It’s cold, it’s grey and October half-term is looming ever nearer, but don’t worry, the kids will not return to school with square eyes and an acute attention span deficit from watching so much TV or playing so many video games.
This October half-term, stretch and excite your little ones with the easy to set up, exciting and inexpensive activity: trick photography. All you need is a camera: doesn’t matter what type, a smartphone camera is as good as any, and your imagination... that’s it. Here are a few ideas to get you started:
Climbing up a wall.
Play with perspective and photograph someone pretending to climb along a paved floor, to create the appearance of a superhero figure clambering up a vertical wall. Shoot from slightly below your subject and make sure they’re positioned in the perfect climbing position.
Put anything in the palm of your hand.
Create distance between you and the person or thing you want to be placed in their hand and leave the rest to perspective. Get creative with posing by getting your subject to jump, pretend to run, or even change the hand position, to a pinch, a flick or catch.
Capture a glimpse of a ‘headless monster’.
You will need, a wall and two willing subjects. First sit your first subject on the wall, with their back to you and head down. Then get your second subject to place their head on the wall with the rest of their body hidden. Get the sitting subject to hold the other subjects hair, as if they’re holding just a head and shot from below. For the perfect spooky photo to star on the front of your Halloween party invitations.
The sky is the limit
no literally, you can incorporate clouds into your photos. Use your imagination and create objects out of clouds and incorporate them into your photos. Perhaps, you will see a crown fit for a King or Queen float by, which you can position yourself under or a dog-like-cloud you could pretend to play fetch with.
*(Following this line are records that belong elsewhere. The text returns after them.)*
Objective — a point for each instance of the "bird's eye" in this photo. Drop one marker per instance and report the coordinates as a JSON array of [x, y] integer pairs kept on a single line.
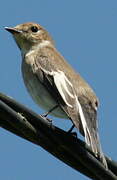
[[34, 29]]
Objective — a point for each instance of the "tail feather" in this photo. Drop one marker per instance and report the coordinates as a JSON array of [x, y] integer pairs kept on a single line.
[[91, 135], [92, 139]]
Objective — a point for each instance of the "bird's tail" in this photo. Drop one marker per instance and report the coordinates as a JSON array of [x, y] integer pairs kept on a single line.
[[90, 131]]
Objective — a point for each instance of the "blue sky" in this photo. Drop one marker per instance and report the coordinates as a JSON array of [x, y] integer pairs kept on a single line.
[[85, 33]]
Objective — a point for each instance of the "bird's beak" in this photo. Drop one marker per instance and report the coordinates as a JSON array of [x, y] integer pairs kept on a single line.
[[12, 30]]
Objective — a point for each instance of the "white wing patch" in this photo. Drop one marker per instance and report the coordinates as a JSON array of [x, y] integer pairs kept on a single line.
[[63, 85]]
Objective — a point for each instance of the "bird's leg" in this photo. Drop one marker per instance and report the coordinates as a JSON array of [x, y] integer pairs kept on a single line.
[[46, 114], [70, 131], [52, 109]]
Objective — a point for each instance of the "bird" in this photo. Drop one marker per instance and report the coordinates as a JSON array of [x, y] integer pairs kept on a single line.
[[55, 86]]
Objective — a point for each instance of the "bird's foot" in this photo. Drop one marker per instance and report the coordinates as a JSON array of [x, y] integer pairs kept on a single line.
[[48, 112], [72, 133]]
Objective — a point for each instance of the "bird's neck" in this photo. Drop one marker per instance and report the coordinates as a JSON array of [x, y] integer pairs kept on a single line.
[[27, 52]]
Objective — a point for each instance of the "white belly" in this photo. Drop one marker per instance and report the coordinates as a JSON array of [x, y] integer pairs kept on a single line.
[[38, 92]]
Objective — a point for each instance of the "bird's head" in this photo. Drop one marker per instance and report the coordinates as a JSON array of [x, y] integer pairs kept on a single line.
[[29, 35]]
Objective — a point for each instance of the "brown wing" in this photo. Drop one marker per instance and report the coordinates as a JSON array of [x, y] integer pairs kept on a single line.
[[82, 114]]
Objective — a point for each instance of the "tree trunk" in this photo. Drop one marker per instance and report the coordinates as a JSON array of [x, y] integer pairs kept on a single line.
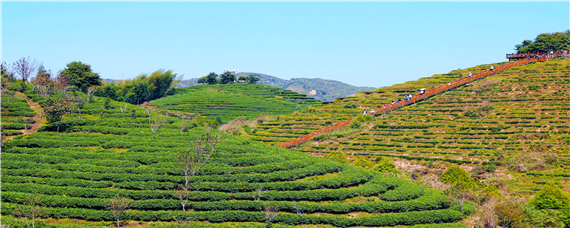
[[79, 111]]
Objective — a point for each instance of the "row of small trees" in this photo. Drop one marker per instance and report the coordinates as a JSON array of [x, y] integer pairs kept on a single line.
[[545, 42], [226, 78]]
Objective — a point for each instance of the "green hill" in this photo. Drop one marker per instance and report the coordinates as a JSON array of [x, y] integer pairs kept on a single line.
[[511, 126], [228, 101], [324, 90], [118, 150]]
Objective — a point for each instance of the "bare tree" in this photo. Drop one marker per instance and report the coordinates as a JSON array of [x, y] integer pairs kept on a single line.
[[26, 122], [184, 125], [61, 83], [193, 159], [270, 213], [123, 108], [118, 206], [183, 193], [30, 210], [79, 101], [25, 67], [297, 208], [91, 91]]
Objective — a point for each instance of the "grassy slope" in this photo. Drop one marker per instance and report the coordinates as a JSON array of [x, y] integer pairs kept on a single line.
[[235, 100], [76, 172], [525, 134]]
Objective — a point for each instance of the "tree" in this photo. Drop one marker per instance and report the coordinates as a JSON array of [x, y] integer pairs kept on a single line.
[[42, 83], [192, 160], [252, 79], [81, 75], [79, 100], [227, 78], [203, 80], [61, 84], [271, 213], [546, 42], [25, 67], [30, 210], [212, 78], [161, 82], [57, 108], [6, 73], [118, 206]]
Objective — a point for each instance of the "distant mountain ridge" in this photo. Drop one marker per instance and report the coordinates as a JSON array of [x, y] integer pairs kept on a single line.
[[322, 89]]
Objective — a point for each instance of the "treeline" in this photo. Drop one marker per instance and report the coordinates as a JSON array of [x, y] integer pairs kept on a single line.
[[143, 88], [546, 42], [226, 78]]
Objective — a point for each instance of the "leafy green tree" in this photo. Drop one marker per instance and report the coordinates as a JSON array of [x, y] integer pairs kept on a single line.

Go on an adventure and document your findings.
Footprints, landscapes and wildlife can be included in your photographs. After you could print the photos and create a memory board or montage of your fun adventure.
Create a stop-motion film
using all or some of these techniques, or you could create a film using toys such as Lego or Barbies. You can use programs such as iStopMotion for iPad from Boinx Software. The software runs only on the iPad (or iPad mini), but it has a secret: a separate iStopCamera app can run on an iPhone and can be controlled from the iPad. With that setup, the iPhone can be locked down on a tripod and not susceptible to tiny nudges when you capture each shot, which would be exaggerated in the animation. The key to stop-motion is finding a location that offers consistent lighting. Sunlight streaming through a window can be stunning when shooting normal video or still photos, but it’s unreliable for stop motion.
There are endless opportunities to what you can do, so the key is just to experiment and have fun.